Derecho laboral: la Directiva sobre tiempo de trabajo (2003/88/CE), la Directiva de igualdad (2006/54/CE) o la de trabajo a tiempo parcial (97/81/CE) han generado numerosas cuestiones prejudiciales planteadas desde juzgados de lo social españoles, con consecuencias transformadoras sobre el régimen de permisos, el registro de jornada o la discriminación indirecta.
Derecho tributario: el principio de efectividad ha obligado a revisar plazos de prescripción y procedimientos de devolución que limitaban el ejercicio de derechos fundados en el Derecho europeo.
Derecho mercantil y societario: los reglamentos y directivas sobre libre circulación de capitales y derecho de establecimiento son directamente aplicables y pueden prevalecer sobre limitaciones del Derecho nacional.

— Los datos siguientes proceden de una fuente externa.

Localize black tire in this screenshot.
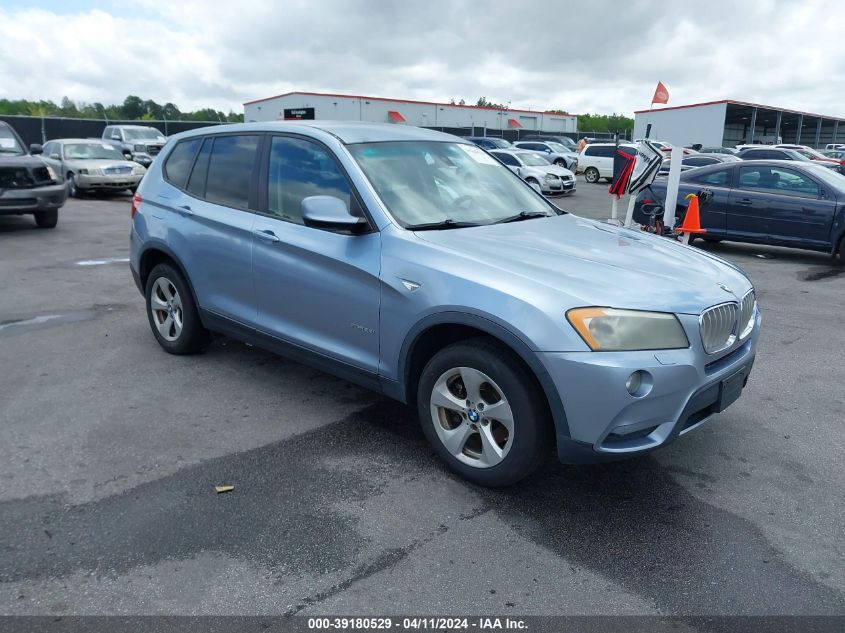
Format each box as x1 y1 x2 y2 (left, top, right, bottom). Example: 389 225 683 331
144 264 210 354
34 209 59 229
417 338 554 487
67 172 80 198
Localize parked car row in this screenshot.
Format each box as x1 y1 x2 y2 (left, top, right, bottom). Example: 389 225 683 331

La primacía, el efecto directo, la aplicación de oficio y la cuestión prejudicial no son conceptos reservados al Derecho internacional o a los grandes litigios ante el Tribunal Supremo. Son instrumentos operativos en el día a día de cualquier juzgado de primera instancia en España.
El sistema europeo descansa, precisamente, sobre la descentralización de su garantía. Cada juez nacional es el primer custodio del Derecho de la Unión. No el último recurso. El primero.
Entender ese rol –y exigirlo– es, hoy, parte esencial de la competencia de cualquier litigante serio en España.